Discussion in 'Other Slavic Languages' started by cr00mz, May 15, 2014.

  1. cr00mz Senior Member


    Is it possible in Macedonian to use the verb make (pravi) + an adjective, similar to English. For example

    He made me mad - Toj me napravi lut. I have heard, "me naluti" which I believe has the same sort of meaning, only expressed in a different way.

    Thanks in advance
  2. 123xyz

    123xyz Senior Member

    Skopje, Macedonia
    A construction with "прави" and an adjective is indeed possible in the sense that you speak of, only that it's much more restricted in usage than in English. Whereas in English you can use "make" with almost any adjective (though "make something good", for example, doesn't quite work), in Macedonian there are many verbs which already have the causation incorporated into their meaning, as in the case of "налути", as you have pointed out. A rule of thumb is that if such a verb exists, the construction with "прави" is invalid, and hence, your sentence "ме направи лут" is wrong (whereas "ме налути" is the correct option).

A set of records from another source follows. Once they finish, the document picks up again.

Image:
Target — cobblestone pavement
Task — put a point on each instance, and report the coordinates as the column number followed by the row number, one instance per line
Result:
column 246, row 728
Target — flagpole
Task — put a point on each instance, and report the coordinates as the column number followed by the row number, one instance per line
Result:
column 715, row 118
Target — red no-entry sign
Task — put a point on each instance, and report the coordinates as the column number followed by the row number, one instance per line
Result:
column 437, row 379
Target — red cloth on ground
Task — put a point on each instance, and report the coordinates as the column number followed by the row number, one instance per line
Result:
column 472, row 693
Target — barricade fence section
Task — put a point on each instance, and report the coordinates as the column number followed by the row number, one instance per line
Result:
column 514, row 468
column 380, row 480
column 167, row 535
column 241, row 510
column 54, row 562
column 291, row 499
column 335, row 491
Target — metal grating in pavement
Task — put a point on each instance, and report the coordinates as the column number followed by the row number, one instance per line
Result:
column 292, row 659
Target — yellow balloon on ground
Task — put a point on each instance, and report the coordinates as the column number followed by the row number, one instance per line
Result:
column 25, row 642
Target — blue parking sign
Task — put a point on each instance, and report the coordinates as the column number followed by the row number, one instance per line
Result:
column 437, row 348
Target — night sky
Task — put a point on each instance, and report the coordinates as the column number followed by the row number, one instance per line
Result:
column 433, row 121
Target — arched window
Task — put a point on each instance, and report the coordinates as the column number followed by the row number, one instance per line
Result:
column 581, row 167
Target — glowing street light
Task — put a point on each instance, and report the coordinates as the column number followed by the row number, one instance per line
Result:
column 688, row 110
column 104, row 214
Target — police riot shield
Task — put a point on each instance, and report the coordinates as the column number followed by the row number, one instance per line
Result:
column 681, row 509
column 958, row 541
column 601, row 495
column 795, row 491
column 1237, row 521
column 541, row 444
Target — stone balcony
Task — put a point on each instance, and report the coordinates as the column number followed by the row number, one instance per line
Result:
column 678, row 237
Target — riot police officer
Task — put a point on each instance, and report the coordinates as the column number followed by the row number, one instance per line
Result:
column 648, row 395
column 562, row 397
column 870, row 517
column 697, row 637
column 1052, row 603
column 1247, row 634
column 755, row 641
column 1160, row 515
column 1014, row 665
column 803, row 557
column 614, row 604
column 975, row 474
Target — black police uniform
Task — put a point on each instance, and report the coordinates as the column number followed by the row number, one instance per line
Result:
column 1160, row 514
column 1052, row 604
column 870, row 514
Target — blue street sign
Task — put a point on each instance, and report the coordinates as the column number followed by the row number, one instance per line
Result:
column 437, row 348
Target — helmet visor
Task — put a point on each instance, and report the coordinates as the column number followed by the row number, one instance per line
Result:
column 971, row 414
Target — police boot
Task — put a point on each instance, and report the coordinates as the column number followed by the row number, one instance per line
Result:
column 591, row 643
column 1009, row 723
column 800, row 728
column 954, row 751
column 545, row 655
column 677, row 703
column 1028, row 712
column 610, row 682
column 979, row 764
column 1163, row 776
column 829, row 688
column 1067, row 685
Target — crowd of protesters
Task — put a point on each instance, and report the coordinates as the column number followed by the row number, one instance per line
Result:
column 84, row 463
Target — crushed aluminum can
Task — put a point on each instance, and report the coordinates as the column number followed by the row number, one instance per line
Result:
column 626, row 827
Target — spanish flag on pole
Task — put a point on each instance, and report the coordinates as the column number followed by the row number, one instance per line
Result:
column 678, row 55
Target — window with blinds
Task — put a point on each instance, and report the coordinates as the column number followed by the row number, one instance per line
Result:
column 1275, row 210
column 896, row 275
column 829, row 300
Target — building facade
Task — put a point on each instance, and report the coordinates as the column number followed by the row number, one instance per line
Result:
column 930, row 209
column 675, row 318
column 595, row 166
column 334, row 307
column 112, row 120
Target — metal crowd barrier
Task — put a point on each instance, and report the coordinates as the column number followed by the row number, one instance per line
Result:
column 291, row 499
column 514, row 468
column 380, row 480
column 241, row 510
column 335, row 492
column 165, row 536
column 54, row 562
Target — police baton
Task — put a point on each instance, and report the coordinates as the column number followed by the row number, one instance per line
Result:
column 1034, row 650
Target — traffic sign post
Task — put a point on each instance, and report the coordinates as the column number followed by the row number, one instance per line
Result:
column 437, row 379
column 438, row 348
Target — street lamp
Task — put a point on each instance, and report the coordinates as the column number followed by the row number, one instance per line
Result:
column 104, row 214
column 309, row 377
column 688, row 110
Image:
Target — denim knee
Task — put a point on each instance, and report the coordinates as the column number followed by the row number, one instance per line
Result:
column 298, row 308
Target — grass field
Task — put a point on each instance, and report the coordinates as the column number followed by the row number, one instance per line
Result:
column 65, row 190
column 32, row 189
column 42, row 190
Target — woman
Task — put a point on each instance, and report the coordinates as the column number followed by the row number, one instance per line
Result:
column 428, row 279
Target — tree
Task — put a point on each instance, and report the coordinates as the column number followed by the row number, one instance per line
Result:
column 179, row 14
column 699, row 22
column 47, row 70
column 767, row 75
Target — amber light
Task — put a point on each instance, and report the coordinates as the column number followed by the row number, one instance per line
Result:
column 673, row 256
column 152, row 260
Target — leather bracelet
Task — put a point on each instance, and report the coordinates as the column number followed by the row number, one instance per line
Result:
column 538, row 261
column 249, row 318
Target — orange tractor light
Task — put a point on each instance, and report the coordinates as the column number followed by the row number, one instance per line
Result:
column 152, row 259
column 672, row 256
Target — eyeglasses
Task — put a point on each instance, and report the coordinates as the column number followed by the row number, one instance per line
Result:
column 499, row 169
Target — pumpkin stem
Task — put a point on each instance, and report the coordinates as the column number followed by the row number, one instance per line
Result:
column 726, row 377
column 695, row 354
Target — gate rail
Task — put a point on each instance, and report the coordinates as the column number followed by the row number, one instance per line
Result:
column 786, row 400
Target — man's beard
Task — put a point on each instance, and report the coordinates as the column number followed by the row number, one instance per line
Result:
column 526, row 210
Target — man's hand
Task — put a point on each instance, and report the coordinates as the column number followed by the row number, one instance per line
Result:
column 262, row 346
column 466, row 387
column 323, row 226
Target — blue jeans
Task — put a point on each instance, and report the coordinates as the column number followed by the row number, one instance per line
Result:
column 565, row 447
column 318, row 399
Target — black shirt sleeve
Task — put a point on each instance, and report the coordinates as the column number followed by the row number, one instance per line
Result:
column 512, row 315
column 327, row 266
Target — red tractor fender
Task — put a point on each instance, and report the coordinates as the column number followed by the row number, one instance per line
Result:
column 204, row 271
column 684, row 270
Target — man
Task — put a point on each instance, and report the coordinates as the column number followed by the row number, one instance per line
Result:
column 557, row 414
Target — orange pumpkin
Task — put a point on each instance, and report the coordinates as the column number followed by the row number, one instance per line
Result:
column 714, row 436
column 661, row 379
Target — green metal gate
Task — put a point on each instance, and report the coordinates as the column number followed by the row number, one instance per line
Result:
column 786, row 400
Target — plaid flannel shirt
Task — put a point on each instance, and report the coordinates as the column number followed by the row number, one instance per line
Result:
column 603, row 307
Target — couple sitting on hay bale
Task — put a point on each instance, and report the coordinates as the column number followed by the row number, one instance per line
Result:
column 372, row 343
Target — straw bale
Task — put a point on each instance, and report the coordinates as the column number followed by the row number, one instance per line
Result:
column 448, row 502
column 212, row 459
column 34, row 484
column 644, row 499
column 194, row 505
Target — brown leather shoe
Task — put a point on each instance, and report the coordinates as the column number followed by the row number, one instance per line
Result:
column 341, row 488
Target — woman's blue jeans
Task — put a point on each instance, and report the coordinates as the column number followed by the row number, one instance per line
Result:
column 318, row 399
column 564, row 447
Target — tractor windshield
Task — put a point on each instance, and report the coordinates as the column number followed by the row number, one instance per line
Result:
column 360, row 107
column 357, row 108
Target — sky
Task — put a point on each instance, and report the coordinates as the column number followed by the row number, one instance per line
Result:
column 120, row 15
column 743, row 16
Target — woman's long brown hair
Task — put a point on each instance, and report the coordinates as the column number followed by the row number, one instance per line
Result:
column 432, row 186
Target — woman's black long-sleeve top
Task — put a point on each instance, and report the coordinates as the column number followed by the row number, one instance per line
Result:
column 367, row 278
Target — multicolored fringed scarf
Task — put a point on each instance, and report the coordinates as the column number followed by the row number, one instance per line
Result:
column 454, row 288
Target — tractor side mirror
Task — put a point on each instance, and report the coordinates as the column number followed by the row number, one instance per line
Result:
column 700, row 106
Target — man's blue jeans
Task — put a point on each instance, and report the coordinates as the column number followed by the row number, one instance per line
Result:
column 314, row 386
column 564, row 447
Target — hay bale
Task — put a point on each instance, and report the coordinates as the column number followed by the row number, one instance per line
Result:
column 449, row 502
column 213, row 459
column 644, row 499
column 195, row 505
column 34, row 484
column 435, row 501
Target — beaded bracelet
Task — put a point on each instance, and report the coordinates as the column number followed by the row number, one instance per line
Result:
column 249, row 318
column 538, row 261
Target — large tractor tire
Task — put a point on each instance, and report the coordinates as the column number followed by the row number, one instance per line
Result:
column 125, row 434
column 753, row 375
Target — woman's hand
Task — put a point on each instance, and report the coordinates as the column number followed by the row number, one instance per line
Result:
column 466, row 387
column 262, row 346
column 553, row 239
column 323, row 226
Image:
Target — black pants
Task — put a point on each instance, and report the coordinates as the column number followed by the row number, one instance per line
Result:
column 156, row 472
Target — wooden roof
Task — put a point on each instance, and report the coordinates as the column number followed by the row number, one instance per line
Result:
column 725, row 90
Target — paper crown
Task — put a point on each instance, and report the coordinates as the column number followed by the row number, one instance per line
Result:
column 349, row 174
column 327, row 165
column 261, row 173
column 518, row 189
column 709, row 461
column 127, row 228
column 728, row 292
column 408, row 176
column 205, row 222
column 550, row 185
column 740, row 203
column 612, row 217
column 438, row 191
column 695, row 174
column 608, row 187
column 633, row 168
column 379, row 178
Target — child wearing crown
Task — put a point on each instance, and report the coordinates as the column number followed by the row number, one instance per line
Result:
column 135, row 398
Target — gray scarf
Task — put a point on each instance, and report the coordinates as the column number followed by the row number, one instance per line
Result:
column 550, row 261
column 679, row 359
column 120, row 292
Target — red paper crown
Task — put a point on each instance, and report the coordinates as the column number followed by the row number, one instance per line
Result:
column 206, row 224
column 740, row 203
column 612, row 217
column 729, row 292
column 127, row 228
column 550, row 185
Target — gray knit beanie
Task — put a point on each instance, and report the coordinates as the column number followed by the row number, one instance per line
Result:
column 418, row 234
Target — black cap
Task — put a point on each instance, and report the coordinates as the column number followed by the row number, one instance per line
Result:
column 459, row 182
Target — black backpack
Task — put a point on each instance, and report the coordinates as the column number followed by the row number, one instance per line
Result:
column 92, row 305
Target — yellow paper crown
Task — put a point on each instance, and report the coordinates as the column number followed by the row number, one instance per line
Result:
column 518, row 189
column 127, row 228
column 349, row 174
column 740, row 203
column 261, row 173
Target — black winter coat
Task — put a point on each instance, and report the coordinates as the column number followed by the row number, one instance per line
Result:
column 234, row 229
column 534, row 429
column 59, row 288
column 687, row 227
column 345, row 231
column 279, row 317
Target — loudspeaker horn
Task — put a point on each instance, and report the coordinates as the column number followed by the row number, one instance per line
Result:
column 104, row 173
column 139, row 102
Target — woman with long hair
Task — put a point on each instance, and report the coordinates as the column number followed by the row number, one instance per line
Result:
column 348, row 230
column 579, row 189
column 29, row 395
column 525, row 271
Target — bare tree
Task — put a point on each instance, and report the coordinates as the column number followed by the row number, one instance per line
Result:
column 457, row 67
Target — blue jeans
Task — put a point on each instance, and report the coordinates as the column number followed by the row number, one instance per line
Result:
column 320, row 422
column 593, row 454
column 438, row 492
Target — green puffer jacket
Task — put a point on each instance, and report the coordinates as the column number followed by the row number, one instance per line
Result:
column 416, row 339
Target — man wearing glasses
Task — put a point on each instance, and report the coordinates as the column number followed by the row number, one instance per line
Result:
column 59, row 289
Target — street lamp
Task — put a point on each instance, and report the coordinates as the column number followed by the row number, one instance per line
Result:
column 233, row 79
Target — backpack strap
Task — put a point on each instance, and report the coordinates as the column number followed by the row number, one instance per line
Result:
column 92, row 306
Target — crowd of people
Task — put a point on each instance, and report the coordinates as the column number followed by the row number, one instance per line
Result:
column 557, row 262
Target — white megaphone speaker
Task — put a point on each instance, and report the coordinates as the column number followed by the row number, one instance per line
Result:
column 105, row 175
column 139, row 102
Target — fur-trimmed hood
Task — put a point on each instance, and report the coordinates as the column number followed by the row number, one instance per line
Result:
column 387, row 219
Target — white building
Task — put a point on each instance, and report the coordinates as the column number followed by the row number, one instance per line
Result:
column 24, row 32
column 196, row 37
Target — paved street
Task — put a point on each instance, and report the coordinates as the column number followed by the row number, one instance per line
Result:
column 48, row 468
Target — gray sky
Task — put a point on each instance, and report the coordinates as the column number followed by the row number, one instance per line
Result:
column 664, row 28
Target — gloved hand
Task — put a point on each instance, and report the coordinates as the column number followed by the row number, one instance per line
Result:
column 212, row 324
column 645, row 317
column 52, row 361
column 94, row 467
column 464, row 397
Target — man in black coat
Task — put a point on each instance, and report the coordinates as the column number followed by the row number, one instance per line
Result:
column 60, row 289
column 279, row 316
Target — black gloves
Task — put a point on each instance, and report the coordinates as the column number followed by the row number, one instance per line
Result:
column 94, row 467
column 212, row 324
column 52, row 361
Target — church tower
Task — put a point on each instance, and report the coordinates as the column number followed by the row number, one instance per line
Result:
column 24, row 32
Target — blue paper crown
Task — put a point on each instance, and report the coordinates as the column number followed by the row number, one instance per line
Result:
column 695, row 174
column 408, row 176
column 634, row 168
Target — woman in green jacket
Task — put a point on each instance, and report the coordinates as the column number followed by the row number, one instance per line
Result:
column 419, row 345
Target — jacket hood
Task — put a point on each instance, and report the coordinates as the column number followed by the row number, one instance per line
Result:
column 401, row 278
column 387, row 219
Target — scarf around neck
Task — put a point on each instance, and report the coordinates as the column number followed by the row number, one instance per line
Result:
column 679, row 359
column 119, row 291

    The same thing goes for constructions with "become" (or "get", as is often the case) - there are many verbs which have the change of state incorporated in their meaning so they can't be expressed with the verb "стане" or something to that effect. Hence, "he got mad" wouldn't be "станав лут" but "се налутив", using the reflexive verb "се налути".

    Bearing this in mind, "make sad" would be "натажи" or "разжалости", "make big" would be "зголеми", "make true" would be "оствари" and so on.

    However, I can think of cases where a verb where the causation is incorporated in the meaning exists whereas the periphrastic construction with "прави" is still valid. For example, "make happy" can be rendered as both "усреќи" and "направи среќен". Moreover, the "прави" construction seems to work particularly well with comparative adjectives. Be that as it may, if you use the available verb, it will always be valid (well, as far as I can think of right now) whereas you'd have to verify individually for the construction with "прави" (it may be that there are some more reliable rules, but I am not aware of them).

    If you insist on the construction with "прави", you can make it work somewhat better in certain cases if you use it with the verb "сум" and the adjective as a subject complement. For example, if you say "направи да бидат мирни" would be acceptable whereas "ги направи мирни" wouldn't really. Of course, "ги смири" would be the best option (with a separate verb). By the way, this construction with "сум" makes the causation appear somewhat more deliberate and possibly more indirect. It sounds somewhat like "he arranged (everything in such a way) for them to be calm", though this English translation appears contrived (at least without some appropriate context) whereas the Macedonian one doesn't.
  3. cr00mz Senior Member

    Thanks for your nice and long explanation.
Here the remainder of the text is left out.